In this age of ironies, Jupiter Ascending, and big dumb ridiculous movies like it, is a necessary release valve. We—in this pop culture of ours—have withstood just about two and a half decades of having Grim Self-Doubt shoved down our throats as the only “mature” tone for our stories to take. Jupiter Ascending takes one look at such a concept with the eye of an ex-space cop man-bee hybrid who just wants his wings back and says, “Fuck all that.”

Now, Jupiter Ascending does not do a good job of establishing or following internal rules. Its world-building is deeply questionable. Its plot may have been conceived immediately after imperfectly eavesdropping on someone explaining a David Brin novel in a crowded coffee shop.
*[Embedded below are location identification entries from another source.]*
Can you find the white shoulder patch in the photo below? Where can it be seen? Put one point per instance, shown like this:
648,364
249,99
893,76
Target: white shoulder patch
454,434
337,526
Literally every one of Mila Kunis’s retroactive space children wants to bone their reincarnated mom. But I say to you, does not Channing Tatum anti-grav rollerblade through the exploding streets of Chicago to then capoeira-smash like 30 bulbous-headed gray-skinned aliens single-handedly? Does not a trench-coated space dragon enter hand-to-hand combat with this self-same Channing Tatum? Does not Eddie Redmayne look like Randall Boggs from Monsters, Inc.?
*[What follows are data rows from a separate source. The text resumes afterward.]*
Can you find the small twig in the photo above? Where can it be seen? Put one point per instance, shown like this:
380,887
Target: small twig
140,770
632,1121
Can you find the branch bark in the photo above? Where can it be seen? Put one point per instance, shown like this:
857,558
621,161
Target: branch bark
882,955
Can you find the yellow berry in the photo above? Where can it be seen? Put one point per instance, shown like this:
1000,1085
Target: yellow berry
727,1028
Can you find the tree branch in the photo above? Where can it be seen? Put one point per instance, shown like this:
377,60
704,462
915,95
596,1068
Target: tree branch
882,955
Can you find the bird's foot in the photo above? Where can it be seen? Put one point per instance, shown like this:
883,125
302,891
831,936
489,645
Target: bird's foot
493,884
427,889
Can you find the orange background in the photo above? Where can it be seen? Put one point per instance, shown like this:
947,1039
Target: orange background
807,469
Helpful guide: L: Randall Boggs; R: Eddie Redmayne

Helpful guide: L: Randall Boggs; R: Eddie Redmayne

You can see it in the long, but never drawn-out mass-casualty chase scenes, the graceful-but-ferocious fight choreography for Tatum, and the moments where dialogue was clearly crafted with a single throwaway gag in mind (but it’s still charming): This is a 127-minute ode to the Rule of Cool (which, if the Wachowskis had had their way, would’ve quite possibly been way, way longer).

We’ve got spaceships. We’ve got explosions. We’ve got political intrigue (and incest and weirdo sex stuff, but the plot points actually resolve themselves in too reasonable a timeframe to hold the Game of Thrones crowd). We’ve got evil space capitalists and science-as-religion. We’ve got Mila Kunis using a maybe-bestiality-themed pickup line on Channing Tatum’s patchy dog-beard. Frankly, I don’t know what else to give you people to make you want to see this movie. All I can say is: do it. You won’t regret it. You may even actually have fun at the movies for once, instead of leaving the theater thinking about how shitty your childhood was or how fucked up this country was and is or how crushingly insignificant your life is. Instead, you can leave the theater thinking how bitchin’ it would be to be a dog dude from outer space with ludicrous flying rollerblades. That’s where my $14 is going, anyway.

WHOOSH

WHOOSH

Jupiter Ascending is still out in theaters everywhere, so, you know, if you want The Wachowskis to keep being given millions of dollars to make movies like it, go see it.